I have squandered opportunity after opportunity and continue to do so. But what would they say after all this time? Had I known the choice would be final, I’m not sure I would have made it. J and P make much of the idea of second chances, but I’m not so sure. Would I want a man as unworthy as I am in her life? So why would I make the exception for myself?
Besides, I am needed here, as well, perhaps? P is taciturn, but I can tell he’s increasingly uneasy with the Bishop. In some ways, I wish he’d never come. I wish P had found the courage to step into the Bishop’s role himself.
P’s failures are in part my doing, basking in my father’s affection while P wilted in the withering scorch of his criticism. Had I known then . . .
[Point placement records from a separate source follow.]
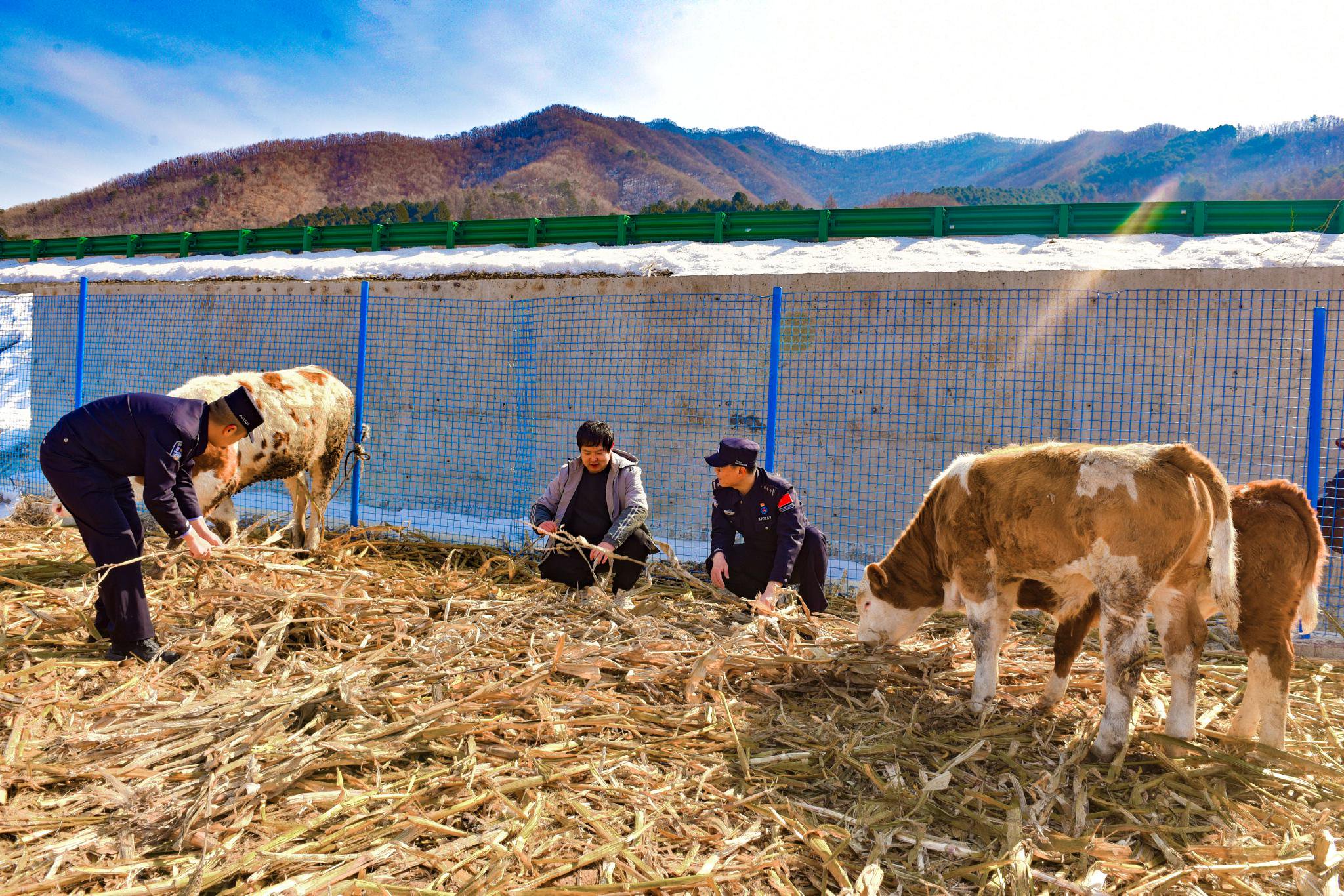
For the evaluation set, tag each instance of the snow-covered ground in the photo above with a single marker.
(684, 258)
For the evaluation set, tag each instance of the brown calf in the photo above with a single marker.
(1281, 556)
(1136, 524)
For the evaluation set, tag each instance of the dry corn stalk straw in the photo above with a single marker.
(404, 716)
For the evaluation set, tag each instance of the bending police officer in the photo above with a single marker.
(88, 457)
(777, 543)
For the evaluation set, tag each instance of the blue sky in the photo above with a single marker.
(92, 91)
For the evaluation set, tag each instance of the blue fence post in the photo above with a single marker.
(359, 401)
(522, 359)
(79, 339)
(1314, 402)
(772, 409)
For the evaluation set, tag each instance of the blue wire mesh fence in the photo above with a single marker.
(472, 403)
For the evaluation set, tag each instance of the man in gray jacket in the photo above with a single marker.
(598, 496)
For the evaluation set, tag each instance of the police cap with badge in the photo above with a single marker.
(238, 409)
(734, 452)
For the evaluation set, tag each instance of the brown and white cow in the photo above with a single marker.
(308, 418)
(1280, 561)
(1137, 524)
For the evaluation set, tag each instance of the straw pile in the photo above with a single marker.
(402, 716)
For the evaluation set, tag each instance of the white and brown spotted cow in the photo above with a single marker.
(1137, 524)
(1280, 561)
(308, 415)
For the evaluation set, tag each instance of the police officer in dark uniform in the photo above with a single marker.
(777, 543)
(89, 456)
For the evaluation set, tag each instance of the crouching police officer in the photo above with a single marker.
(777, 543)
(88, 457)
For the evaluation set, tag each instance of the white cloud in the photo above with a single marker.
(839, 75)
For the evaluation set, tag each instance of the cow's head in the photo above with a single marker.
(891, 605)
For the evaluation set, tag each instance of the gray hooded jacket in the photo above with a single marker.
(625, 500)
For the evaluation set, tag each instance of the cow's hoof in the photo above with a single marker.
(1104, 751)
(1177, 751)
(1046, 706)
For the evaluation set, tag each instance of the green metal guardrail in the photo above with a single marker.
(1192, 218)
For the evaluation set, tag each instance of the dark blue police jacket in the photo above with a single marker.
(768, 516)
(142, 434)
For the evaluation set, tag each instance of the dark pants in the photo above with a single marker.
(104, 508)
(749, 571)
(572, 566)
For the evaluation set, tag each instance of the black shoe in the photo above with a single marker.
(147, 651)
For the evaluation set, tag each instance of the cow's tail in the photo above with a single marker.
(1222, 547)
(1313, 565)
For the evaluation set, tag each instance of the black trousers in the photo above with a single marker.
(104, 508)
(572, 566)
(749, 570)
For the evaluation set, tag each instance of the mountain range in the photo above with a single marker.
(569, 161)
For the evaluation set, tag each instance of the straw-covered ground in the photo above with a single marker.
(401, 716)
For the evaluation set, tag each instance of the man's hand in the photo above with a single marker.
(719, 570)
(765, 601)
(206, 533)
(198, 546)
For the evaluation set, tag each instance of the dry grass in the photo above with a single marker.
(400, 716)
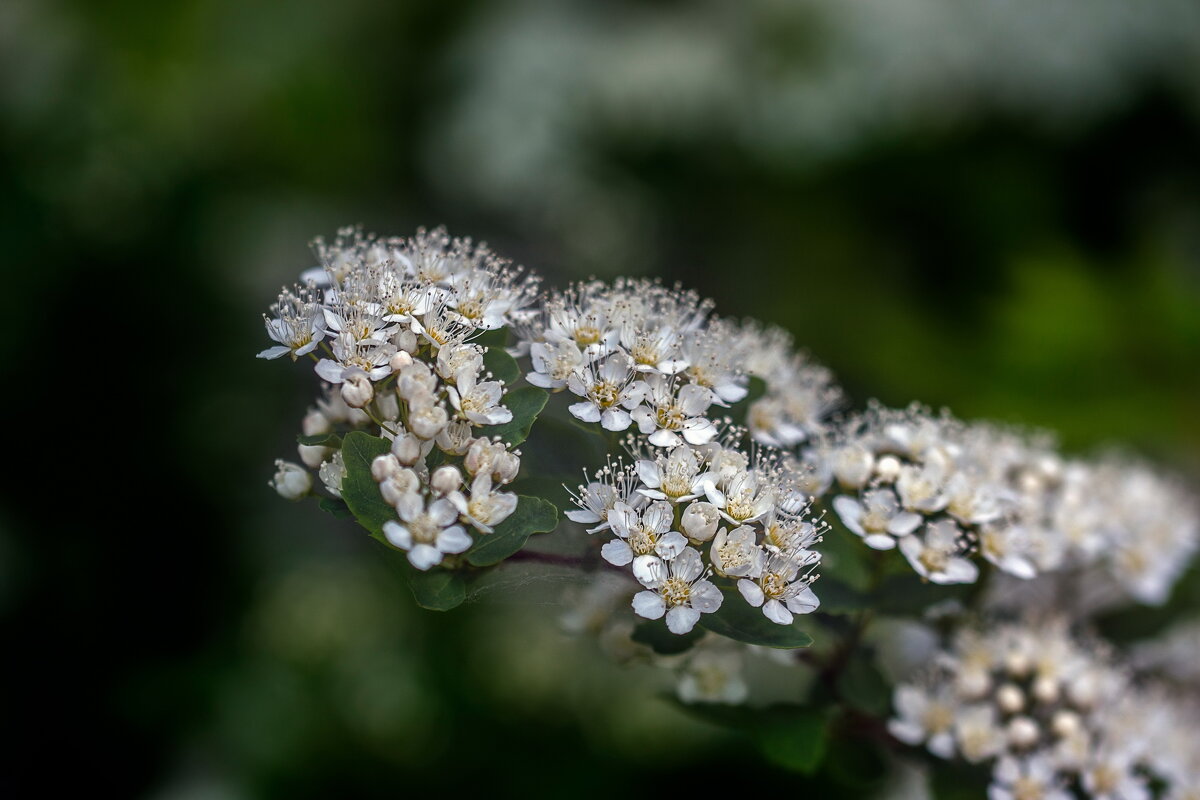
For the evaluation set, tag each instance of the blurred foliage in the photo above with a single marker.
(162, 167)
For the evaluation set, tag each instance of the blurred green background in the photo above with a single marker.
(991, 206)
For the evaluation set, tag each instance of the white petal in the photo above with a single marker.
(777, 613)
(649, 605)
(617, 552)
(751, 591)
(454, 540)
(423, 557)
(682, 619)
(397, 535)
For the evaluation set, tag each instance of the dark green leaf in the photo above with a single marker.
(359, 489)
(532, 516)
(438, 590)
(863, 686)
(739, 620)
(526, 404)
(654, 633)
(321, 439)
(335, 506)
(502, 366)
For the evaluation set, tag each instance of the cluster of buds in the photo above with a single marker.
(1049, 711)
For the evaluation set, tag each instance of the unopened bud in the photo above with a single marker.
(445, 480)
(357, 389)
(313, 455)
(315, 423)
(292, 481)
(1009, 698)
(1023, 732)
(401, 360)
(888, 468)
(1066, 723)
(407, 449)
(700, 521)
(384, 467)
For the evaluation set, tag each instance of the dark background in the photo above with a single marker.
(990, 206)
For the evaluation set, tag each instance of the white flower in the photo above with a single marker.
(924, 716)
(292, 481)
(610, 391)
(937, 557)
(478, 402)
(1027, 779)
(485, 509)
(553, 364)
(877, 517)
(735, 553)
(299, 324)
(779, 588)
(426, 533)
(646, 536)
(678, 589)
(677, 477)
(670, 415)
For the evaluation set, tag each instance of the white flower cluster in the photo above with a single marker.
(942, 491)
(1049, 711)
(395, 319)
(684, 515)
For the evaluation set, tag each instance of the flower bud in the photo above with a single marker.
(1023, 732)
(357, 389)
(700, 521)
(383, 467)
(445, 480)
(313, 456)
(427, 420)
(292, 481)
(315, 422)
(407, 449)
(455, 439)
(401, 360)
(1009, 698)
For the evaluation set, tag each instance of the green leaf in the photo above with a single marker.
(359, 489)
(438, 590)
(502, 366)
(526, 404)
(654, 635)
(335, 506)
(532, 516)
(739, 620)
(321, 439)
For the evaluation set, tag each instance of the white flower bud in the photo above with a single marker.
(406, 341)
(427, 420)
(383, 467)
(407, 449)
(455, 439)
(700, 521)
(1009, 698)
(445, 480)
(888, 468)
(1066, 723)
(399, 486)
(292, 481)
(401, 360)
(315, 422)
(1045, 689)
(852, 465)
(1018, 663)
(973, 683)
(313, 456)
(357, 389)
(1023, 732)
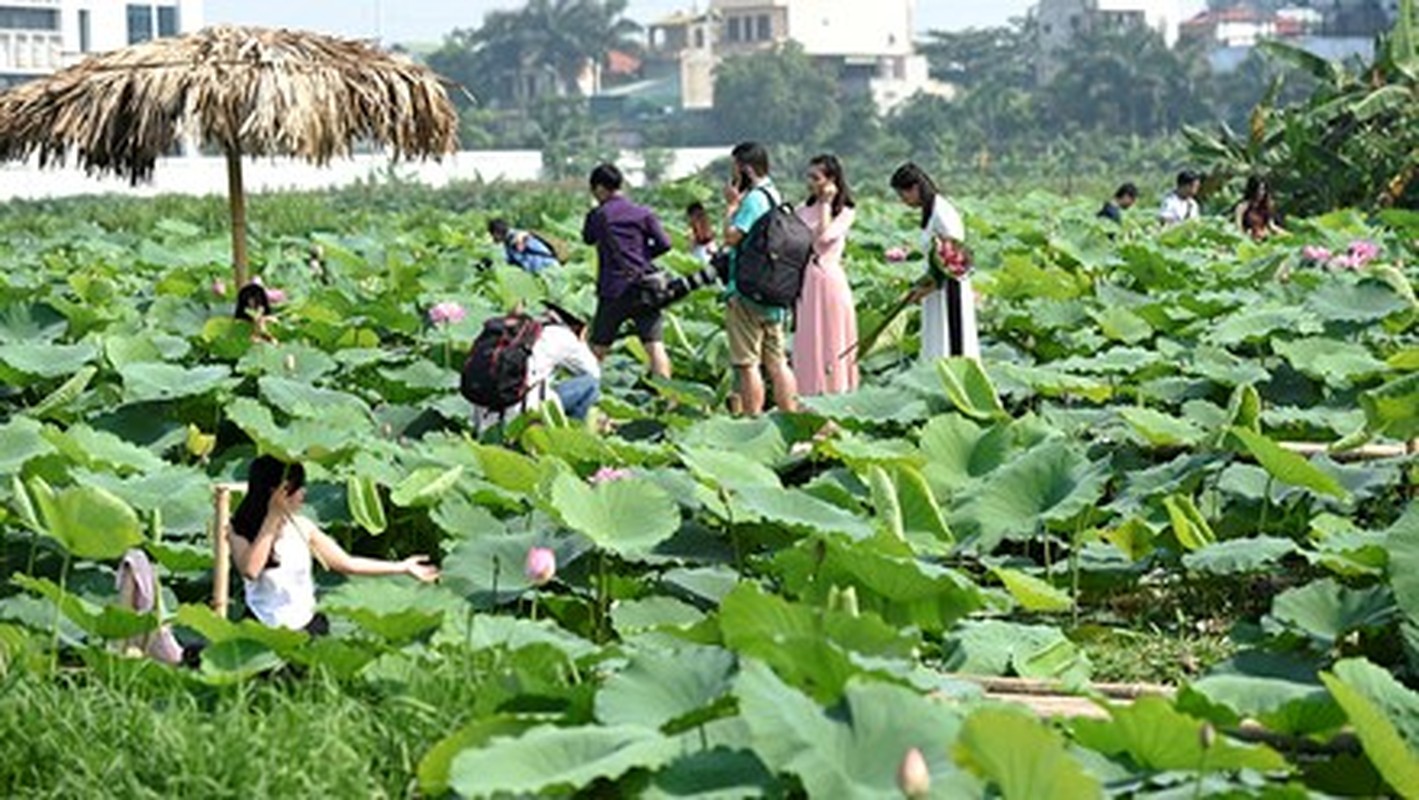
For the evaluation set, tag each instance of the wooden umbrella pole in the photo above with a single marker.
(222, 552)
(237, 197)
The things I’m doing now won’t atone for any of it, but perhaps I can change her stars for the better. In my heart I know M is right.
There is so much I don’t know. My dad’s pervasive sadness is starting to change over the pages, especially since “M” came on the scene—whoever that is. Maybe Pi will know.
For the first time ever, though, I’ve started to wonder if my mother acting as if my dad hadn’t existed had maybe done more harm than good. The older I get, the more I realize I didn’t know my parents very well, and yet I do. They made mistakes, and I still love them. My dad, who believed whatever he was doing here was important, and my mom, who continually sacrificed everything for a day that never came, swung blindly for the best lives they could. That’s all any of us can do.